A unique challenge faced by many women is the arduous balancing act required to be both a caregiver and a breadwinner. Women are 75 percent of the 43.5 million caregivers in the U.S. Full-time working women spend one more hour each day on household chores as compared to their male counterparts, on average. Women in financial services senior roles are 7.5 times more likely to be responsible for all or most of the household chores as compared to their male peers.
One solution is to normalize requests about taking time off for caregiving—which can include not just children but also adult family members with special needs and senior family members. Leaders can help normalize these conversations by talking about their own caregiving responsibilities and showing empathy and understanding when an employee needs time away to handle these tasks. Caregiving often needs to happen during working hours, as doctors and schools are only open during the day. Employees need the flexibility to both work and take care of these daytime caregiving responsibilities.

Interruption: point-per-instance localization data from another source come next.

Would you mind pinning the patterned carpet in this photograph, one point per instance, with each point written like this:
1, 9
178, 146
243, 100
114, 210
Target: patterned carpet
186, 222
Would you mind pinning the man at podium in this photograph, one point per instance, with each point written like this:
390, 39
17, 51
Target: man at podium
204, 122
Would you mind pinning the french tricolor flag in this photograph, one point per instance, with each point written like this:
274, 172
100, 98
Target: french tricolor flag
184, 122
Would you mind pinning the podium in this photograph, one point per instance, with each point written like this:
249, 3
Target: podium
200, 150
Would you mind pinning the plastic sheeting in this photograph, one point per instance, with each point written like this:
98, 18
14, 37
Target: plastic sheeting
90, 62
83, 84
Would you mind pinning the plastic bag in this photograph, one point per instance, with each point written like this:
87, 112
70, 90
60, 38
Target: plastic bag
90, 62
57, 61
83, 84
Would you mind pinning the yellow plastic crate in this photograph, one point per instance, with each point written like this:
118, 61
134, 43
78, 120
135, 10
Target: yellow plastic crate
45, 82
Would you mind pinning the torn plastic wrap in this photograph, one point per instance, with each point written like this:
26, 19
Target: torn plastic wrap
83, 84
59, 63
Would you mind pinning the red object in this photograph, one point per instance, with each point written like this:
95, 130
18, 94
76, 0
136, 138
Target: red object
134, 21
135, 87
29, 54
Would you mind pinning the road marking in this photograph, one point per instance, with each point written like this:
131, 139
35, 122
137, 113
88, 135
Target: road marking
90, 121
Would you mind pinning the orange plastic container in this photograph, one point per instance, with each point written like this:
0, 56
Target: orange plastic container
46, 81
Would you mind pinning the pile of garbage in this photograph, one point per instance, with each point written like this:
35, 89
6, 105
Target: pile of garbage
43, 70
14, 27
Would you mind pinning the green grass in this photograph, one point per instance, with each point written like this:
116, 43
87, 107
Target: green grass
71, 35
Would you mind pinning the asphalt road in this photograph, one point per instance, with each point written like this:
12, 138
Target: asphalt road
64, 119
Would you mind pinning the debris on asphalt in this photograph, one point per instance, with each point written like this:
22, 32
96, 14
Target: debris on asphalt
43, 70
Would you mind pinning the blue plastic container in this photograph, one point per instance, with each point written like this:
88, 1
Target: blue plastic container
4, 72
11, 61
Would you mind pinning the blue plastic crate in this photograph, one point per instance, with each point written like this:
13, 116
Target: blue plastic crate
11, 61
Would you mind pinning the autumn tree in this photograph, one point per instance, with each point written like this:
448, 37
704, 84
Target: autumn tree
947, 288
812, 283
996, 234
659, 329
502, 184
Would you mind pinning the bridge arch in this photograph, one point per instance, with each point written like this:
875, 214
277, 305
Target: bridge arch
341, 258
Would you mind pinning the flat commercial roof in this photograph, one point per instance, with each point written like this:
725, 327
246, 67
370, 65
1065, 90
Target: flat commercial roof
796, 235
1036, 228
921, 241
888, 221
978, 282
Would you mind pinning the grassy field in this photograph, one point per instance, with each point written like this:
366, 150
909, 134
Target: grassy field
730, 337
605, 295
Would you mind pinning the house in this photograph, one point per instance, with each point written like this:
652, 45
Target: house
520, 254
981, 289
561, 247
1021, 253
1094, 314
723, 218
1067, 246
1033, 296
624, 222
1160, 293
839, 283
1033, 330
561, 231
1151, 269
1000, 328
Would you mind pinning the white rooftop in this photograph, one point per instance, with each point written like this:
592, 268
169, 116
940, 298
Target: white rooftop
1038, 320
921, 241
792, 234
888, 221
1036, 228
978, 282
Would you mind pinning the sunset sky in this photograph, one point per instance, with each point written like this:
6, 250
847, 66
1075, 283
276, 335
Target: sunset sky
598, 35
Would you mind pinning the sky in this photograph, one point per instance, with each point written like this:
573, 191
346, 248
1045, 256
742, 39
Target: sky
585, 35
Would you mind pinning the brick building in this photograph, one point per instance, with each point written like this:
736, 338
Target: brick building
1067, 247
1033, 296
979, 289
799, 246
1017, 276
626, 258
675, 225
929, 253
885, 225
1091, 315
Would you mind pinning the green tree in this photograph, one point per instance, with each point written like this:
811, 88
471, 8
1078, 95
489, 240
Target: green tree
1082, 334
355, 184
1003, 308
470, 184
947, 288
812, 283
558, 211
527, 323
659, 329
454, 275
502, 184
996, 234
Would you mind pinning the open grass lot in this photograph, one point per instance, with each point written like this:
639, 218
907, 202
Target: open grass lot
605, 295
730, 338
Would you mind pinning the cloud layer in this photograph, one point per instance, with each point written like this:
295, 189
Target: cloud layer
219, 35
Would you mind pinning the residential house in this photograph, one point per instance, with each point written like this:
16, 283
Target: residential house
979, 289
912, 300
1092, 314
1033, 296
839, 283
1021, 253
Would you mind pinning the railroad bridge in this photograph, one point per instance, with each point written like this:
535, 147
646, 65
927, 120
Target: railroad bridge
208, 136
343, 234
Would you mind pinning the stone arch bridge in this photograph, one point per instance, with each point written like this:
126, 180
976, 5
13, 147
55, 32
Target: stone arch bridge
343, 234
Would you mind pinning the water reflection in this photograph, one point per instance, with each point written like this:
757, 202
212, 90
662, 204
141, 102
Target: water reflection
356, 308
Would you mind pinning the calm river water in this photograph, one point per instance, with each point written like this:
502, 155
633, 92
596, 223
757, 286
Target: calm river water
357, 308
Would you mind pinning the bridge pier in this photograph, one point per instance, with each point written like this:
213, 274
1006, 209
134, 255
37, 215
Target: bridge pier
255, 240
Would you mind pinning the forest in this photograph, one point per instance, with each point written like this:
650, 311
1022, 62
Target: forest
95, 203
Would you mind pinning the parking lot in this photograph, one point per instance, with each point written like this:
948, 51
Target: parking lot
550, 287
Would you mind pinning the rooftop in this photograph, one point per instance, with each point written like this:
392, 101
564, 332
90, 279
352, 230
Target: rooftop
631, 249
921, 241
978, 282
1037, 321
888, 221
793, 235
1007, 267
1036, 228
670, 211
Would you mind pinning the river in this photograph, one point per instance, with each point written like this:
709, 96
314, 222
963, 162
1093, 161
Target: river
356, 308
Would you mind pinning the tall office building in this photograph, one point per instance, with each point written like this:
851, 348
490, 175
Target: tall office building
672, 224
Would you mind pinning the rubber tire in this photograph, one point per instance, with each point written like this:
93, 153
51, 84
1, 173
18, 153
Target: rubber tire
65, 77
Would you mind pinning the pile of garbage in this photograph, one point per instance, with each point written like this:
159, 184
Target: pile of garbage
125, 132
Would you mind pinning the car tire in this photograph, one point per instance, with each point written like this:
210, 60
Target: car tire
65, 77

Finally, rethink the value of caregiver employees. Research has shown that people grow transferable skills by caregiving such as leading with empathy, negotiation skills, time management, listening and communications skills. Banks can use these skills by considering caregivers for roles where mentoring, coaching, collaboration and team building are required. By focusing on the value that caregivers bring to the workforce, we can transform cultures so that caregivers are not just supported but celebrated.
Focusing on women is not only the right thing to do, but it is increasingly a business imperative. People want to work in environments where they are respected and treated fairly. Further refining your equitable strategies by retooling how you give feedback, standardizing your promotion practices and supporting caregivers will attract and keep more women in the industry.
Cathy Nestrick is senior director of ABA’s Women’s Leadership Initiative and the co-founder and co-host of the Parity Podcast.